Phosphatase-sensitive isoforms of α-type proteins of proteasomal CPs as a function of growth in H. volcanii cells. (a) An α1 isoform of pI 4.4 was present at all stages of growth with a more acidic isoform of pI 3.0 present in log- and early-stationary phase, but absent in late-stationary phase. Cell lyase was prepared from various stages of growth as indicated (1 OD₆₀₀ unit ~1 × 10⁹ CFU·mL⁻¹), separated by 2-DE and analyzed by immunoblot using anti-α1 antibody (α-α1). (b) The two α1 isoforms of pI 3.0 and 4.4 are associated in proteasomal CPs. Proteasomal CPs were purified by Ni-NTA chromatography from early stationary-phase cells expressing β-His₆. Proteins were separated into two fractions: (i) flowed through the Ni-NTA column at 5 mM imidazole and (ii) bound and were eluted from the column at 500 mM imidazole. Protein fractions were separated by 2-DE and analyzed by immunoblot using anti-α1 antibody (α-α1). Fractions were also assayed for peptidase activity using Suc-LLVY-AMC. u.d., undetectable. (c) Both α1 and α2 isoforms are sensitive to phosphatase treatment. Proteasomal CPs (purified as above) were treated with (red) and without (green) phosphatase, separated by 2-DE, and probed by immunoblot with anti-α1 and anti-α2 antibodies as indicated (α-α1 and α-α2, resp.).

Figure 2

Analysis of an H. volcanii psmA (α1) knockout expressing wild type and variant α-type proteasomal genes in trans. (a) Growth and pigmentation of an H. volcanii psmA mutant (GZ130) were influenced by expression of α1 variant proteins on ATCC novobiocin plates.

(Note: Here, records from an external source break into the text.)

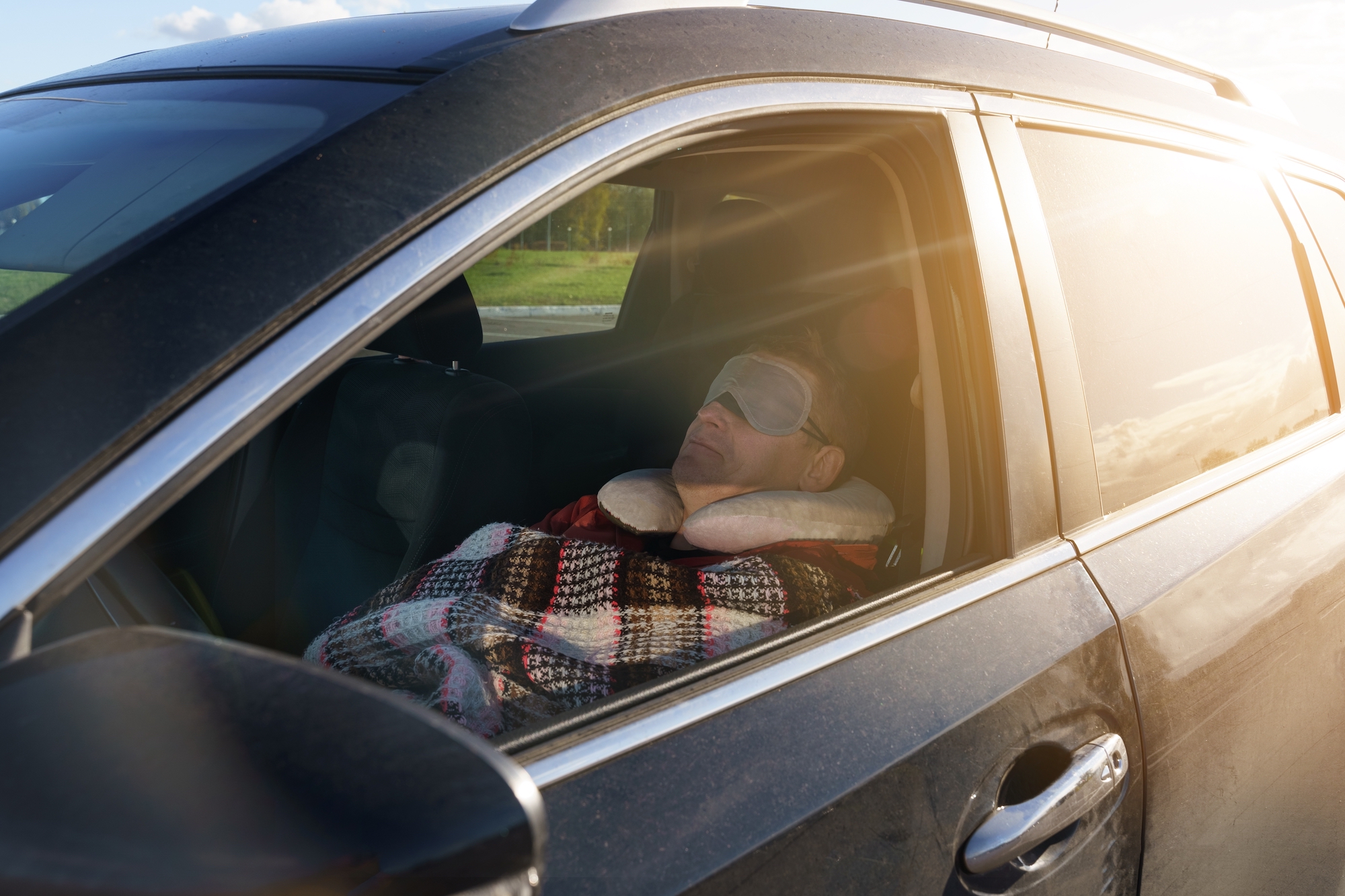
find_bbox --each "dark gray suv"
[0,0,1345,896]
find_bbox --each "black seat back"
[217,278,531,653]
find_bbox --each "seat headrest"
[369,277,482,367]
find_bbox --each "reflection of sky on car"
[1093,329,1328,509]
[1145,458,1345,681]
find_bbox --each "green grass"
[0,269,70,315]
[467,249,636,305]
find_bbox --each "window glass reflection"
[1021,129,1328,513]
[1289,177,1345,300]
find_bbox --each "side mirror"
[0,627,546,896]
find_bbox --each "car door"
[487,97,1143,893]
[983,98,1345,893]
[0,82,1143,893]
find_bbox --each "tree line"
[507,183,654,251]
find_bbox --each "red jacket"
[533,495,878,595]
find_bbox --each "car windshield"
[0,81,409,315]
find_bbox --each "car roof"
[0,7,1345,551]
[5,4,526,95]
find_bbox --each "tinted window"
[1022,129,1328,513]
[0,81,406,315]
[467,183,654,341]
[1286,177,1345,300]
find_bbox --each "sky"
[7,0,1345,145]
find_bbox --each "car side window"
[1021,128,1329,513]
[1289,177,1345,301]
[467,183,654,341]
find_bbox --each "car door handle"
[963,735,1130,874]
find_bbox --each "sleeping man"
[305,332,894,737]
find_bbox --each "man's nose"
[695,401,729,429]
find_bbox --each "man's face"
[672,401,818,497]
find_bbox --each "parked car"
[0,0,1345,896]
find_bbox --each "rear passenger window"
[1021,129,1329,513]
[467,183,654,341]
[1289,177,1345,300]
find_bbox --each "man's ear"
[799,445,845,491]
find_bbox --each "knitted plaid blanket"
[304,524,859,737]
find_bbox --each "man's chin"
[672,454,722,486]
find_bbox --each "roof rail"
[510,0,1254,106]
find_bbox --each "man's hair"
[744,327,869,460]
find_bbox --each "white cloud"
[1141,0,1345,91]
[155,0,355,40]
[1119,0,1345,144]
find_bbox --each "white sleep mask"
[701,355,831,445]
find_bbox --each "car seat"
[214,277,531,653]
[642,199,924,584]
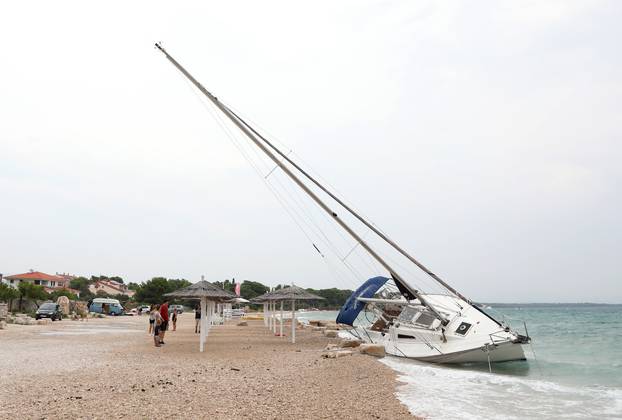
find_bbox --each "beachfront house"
[89,280,135,297]
[2,270,80,296]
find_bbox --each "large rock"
[339,338,363,348]
[322,350,354,359]
[359,343,387,357]
[324,330,337,338]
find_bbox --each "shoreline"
[0,313,416,419]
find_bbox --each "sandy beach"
[0,313,420,419]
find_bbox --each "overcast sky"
[0,0,622,302]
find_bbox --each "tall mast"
[155,43,448,325]
[227,108,471,303]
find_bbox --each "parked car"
[35,302,63,321]
[89,298,123,315]
[168,305,184,314]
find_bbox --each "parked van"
[89,298,123,315]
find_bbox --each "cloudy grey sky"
[0,0,622,302]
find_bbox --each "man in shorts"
[149,305,162,347]
[160,300,168,344]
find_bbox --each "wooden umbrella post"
[292,300,296,344]
[199,297,207,353]
[280,301,283,337]
[272,301,276,334]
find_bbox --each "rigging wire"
[178,74,361,286]
[221,101,455,294]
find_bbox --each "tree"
[134,277,192,304]
[307,287,352,309]
[17,282,49,311]
[240,280,270,299]
[0,283,19,310]
[212,279,234,293]
[69,277,93,300]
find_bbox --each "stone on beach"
[324,330,337,338]
[339,338,363,348]
[322,350,354,359]
[0,313,420,420]
[359,343,387,357]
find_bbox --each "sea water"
[300,304,622,419]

Synthesis of α1 Thr147Ala and α1 Thr158Ala inhibited growth of the psmA mutant, while α1 Ser58Ala and α1 Thr147Ala altered pigmentation. (b) No significant difference in α1 protein levels were detected in the H. volcanii psmA mutant synthesizing the wild type and variant α1 proteins from genes provided in trans. The α-type proteins encoded by the genes expressed in trans are indicated with the following abbreviations: wt, wild type; S58A, Ser58Ala; Y28F, Tyr28Phe; T158A, Thr158Ala; T147A, Thr147Ala.

Figure 3

Rio-type protein kinases of H. volcanii. (a) Rio-type protein kinase homologs of H. volcanii, type-1 (HVO_0135) and type-2-like (HVO_0569), with conserved amino acid residues in bold and underlined. While HVO_0569 does not have a complete C-terminal domain, it does contain three of the five conserved residues of Rio type-2 kinases. (b) Purification of Rio1p (HVO_0135) from H. volcanii. Reducing SDS-PAGE gel of cell lysate (lane 1) and Rio1p purified by StrepTactin chromatography (lane 2) from in H. volcanii-pJAM2558. (c) Rio1p catalyzes its autophosphorylation. Autophosphotransfer was detected in vitro by autoradiography using [γ-³²P] ATP as a substrate with optimal activity detected at 10 to 50 mM MgCl₂. *, identity of band remains to be determined.

Figure 4

Rio1p phosphorylates α1 at Ser and Thr residues. (a) Phosphotransfer of Rio1p to α1 is catalyzed using α1-His₆ from recombinant E. coli as a substrate. Phosphotransfer was assayed using the protein substrates indicated as follows: α1-His₆ (boiled and unboiled) from recombinant E. coli, 20S CPs of α1-His₆ and β-StrepII subunits (boiled and unboiled) from H. volcanii and α-casein from bovine milk (boiled), as indicated. (b) Phosphotransfer of Rio1p to α1 is reduced by site-directed α1 protein variants Ser58Ala, Thr147Ala and Thr158Ala. The α1 wild type and protein variants were purified from recombinant E. coli and were not boiled prior to assay. Phosphotransfer was detected by autoradiography using Rio1p-StrepII purified by StrepTactin chromatography and γ-³²P P-ATP as a substrate.